About 80 XR activists gathered outside Citigroup’s global headquarters in Tribeca, calling on the banking conglomerate to stop investing in fossil fuel expansion. The protestors showed their love for “Mother Earth” holding banners and a “broken” heart while handing out fliers to passersby and Citigroup employees, scurrying to work.
Climate activists fear that time is running out if governments and private companies don’t take swifter and more drastic actions to cut greenhouse gas emissions.
According to the International Energy Agency, there can’t be any new oil, gas, or coal development if countries want to bring down the greenhouse gas emissions to net zero by no later than 2050, aggressively addressing the climate emergency. Net-zero emissions would keep a 1.5 degree rise in temperature within reach and prevent a climate catastrophe.
The Intergovernmental Panel on Climate Change (IPCC) says that the next few years are critical to prevent a complete climate collapse.The organization urges that immediate and deep emissions reductions across all sectors have to happen within the next three years. Otherwise, limiting global warming to 1.5°C is beyond reach. Environmental groups warn that a climate collapse could lead to mass extinction and social upheaval.
Yet, Citigroup, the second largest financier of fossil fuels next to JP Morgan Chase, invested $15 billion in fossil fuel expansion in 2021. Between 2016 and 2021, just after Paris Climate Agreement was adopted in 2015, Citigroup has financed $285 billion in fossil fuel investments. Of the $285 billion, almost $105 billion went to fossil fuel extraction.
Joanna Oltman-Smith said she joined the protest because signing petitions and phone calls haven’t worked.
“We worked to get the right people in office that will set good regulations, overseeing how banks do business,” Oltman-Smith said. “And so far, nothing.”
Protesters also called out Citi’s funding of fossil fuel projects in the Amazon, the planet’s most important ecosystem and home to millions of Indigenous People. Environmental groups say Citi is the biggest funder of state-run oil projects in the Amazon. They draw a direct correlation between Citigroup’s funding and the destruction of the Amazon’s ecosystem and human rights violations of Indigenous groups.
Teddy (last name withheld) said Citi was one of the planet’s “biggest climate criminals.” He emphasized that time was running out and that banks needed to pull out of investing in fossil fuels immediately.

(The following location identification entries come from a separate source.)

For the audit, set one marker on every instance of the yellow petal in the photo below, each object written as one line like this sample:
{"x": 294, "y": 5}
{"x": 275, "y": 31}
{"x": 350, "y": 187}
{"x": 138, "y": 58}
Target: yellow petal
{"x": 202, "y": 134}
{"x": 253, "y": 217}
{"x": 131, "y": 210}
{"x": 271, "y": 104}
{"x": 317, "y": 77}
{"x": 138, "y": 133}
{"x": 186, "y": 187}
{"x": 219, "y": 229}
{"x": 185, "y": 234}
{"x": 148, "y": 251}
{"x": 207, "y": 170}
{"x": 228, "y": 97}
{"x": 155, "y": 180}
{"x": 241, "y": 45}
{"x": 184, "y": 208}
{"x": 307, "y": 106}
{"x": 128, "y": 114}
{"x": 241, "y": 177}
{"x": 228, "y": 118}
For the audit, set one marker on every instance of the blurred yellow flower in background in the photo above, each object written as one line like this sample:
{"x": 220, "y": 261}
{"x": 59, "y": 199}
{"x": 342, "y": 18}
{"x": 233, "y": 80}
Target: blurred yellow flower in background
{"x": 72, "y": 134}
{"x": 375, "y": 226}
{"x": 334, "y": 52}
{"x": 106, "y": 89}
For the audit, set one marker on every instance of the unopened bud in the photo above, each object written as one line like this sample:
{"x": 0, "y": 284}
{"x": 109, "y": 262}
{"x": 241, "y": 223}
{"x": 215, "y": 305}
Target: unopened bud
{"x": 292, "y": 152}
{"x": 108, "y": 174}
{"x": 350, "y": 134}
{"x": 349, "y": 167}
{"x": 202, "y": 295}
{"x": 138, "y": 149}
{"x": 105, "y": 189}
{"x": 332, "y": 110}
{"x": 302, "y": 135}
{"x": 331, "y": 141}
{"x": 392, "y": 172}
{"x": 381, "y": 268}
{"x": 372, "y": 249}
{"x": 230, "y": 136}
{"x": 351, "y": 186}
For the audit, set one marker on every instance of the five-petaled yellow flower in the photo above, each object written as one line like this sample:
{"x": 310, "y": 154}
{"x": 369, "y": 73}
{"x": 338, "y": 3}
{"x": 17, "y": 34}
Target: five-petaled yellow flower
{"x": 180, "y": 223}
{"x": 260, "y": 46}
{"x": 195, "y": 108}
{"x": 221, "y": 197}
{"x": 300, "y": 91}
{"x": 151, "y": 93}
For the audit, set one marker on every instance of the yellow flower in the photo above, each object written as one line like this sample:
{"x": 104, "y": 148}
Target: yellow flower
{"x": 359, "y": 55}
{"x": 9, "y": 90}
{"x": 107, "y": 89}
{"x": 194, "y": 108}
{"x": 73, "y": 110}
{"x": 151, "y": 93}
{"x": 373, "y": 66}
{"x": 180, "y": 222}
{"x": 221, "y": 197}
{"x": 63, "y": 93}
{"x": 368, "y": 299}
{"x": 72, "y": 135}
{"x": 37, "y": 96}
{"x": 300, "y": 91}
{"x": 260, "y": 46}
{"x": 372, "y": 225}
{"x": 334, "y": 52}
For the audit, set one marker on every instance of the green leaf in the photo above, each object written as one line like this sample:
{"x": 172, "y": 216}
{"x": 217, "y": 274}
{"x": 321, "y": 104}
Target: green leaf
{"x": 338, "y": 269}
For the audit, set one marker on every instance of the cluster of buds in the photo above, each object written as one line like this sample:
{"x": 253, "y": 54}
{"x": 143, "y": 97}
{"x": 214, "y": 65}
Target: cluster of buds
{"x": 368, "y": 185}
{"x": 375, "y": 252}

“And a double whammy is that [oil companies] are doubling fossil fuel extraction in the Ecuadorian Amazon,” Teddy said. “The Amazon is the planet’s most important carbon sink. So, as they’re drilling for oil in the Amazon to spew more carbon into the air, they’re taking away our best shot at actually capturing and storing any of the carbon that’s already in our atmosphere.”
One activist said that the pipeline transporting oil from the “lungs of the planet” to the coastal port has had 427 spills and that 2,000 contaminated sites haven’t been cleaned up.
“All banks, including Citi Group, must commit to ending financing and exploitation of fossil fuels and the Amazon and in the world in general,” they said.
Claire (last name withheld) lamented that not enough people talk about big banks’ involvement in the funding of fossil fuels.
“We need solutions now,” Clairs said. “We don’t need solutions in 2035. We don’t need solutions in 2050. We need solutions now.”